Known to keep his designs functional, Suneet says he is among those whose designs are most vulnerable to piracy. “I have come across owners of sari stores, congratulating me for their business. I ask them, ‘Where is my royalty!’ ” He insists that what keeps his creations young is his 150-odd team. “The oldest is 31 and the youngest, 21.”
Less-travelled path
This takes us to his youth. Suneet recalls how his parents allowed him to take the less-travelled path. “My father was a textile consultant. He was open to discussing everything but there was zero tolerance when it came to indiscipline and morals. He wanted me to pursue a course in the arts.
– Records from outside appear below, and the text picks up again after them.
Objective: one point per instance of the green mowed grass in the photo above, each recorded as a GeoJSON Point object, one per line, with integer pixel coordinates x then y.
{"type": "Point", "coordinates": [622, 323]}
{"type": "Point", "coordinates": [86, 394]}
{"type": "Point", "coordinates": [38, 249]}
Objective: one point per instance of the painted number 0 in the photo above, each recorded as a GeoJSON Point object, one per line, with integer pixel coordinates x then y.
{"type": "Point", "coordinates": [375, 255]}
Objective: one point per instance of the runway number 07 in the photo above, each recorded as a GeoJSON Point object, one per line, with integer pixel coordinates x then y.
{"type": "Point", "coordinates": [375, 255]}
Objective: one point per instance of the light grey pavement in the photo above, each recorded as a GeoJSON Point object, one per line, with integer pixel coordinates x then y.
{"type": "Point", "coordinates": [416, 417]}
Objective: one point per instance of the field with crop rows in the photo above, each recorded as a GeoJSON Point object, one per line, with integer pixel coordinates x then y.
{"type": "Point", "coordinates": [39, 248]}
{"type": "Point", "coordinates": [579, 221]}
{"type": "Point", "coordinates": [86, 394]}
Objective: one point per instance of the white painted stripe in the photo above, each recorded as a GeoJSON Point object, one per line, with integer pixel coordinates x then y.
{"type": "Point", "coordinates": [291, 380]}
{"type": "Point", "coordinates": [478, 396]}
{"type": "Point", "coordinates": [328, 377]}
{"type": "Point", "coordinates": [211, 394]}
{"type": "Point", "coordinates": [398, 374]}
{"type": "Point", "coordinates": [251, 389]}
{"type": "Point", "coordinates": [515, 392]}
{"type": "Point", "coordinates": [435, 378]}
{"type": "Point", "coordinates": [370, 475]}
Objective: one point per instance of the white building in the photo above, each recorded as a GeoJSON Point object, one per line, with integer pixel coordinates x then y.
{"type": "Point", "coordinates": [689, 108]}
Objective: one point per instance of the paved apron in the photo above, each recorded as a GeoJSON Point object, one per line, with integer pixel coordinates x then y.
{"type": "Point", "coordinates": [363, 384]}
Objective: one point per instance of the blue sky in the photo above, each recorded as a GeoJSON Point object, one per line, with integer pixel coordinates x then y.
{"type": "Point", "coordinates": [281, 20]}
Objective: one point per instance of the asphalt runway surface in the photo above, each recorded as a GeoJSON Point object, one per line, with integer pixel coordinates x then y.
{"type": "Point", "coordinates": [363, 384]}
I was interested in sculpture and went to London.”
Suneet did a foundation course in sculpture and painting but his interest slowly veered towards dressing up those sculptures and he ended up graduating from the London School of Fashion in costume history.
Morals, however, didn’t come in the way despite his proximity to people from the fraternity, where personal preferences are varied. “All were welcome in my home. Yes, the female body fascinates me but, I believe sex is the outcome of true love. I don’t attach the word sexy to a female form. To me, a smile or a dish could be sexy as well.”
Back to the present, Suneet was recently offered the presidency of the Fashion Design Council of India, but he refused. “I don’t want to get into a muddle. I am a founding member of the FDCI but I’ve never been on the Board. I may not even participate this year, as I have two big shows coming up around the same time.”
The need of the hour, he sums up, is to revive the debate on design. “In Japan, they have the Metropolitan Museum, where the entire costume history of the country is preserved. There is nothing like it here. Till date, only the sari and Indian motifs have been able to make an impact on the world. It is for the media, which seems obsessed with Bollywood, and designers to work together and rekindle the design debate.”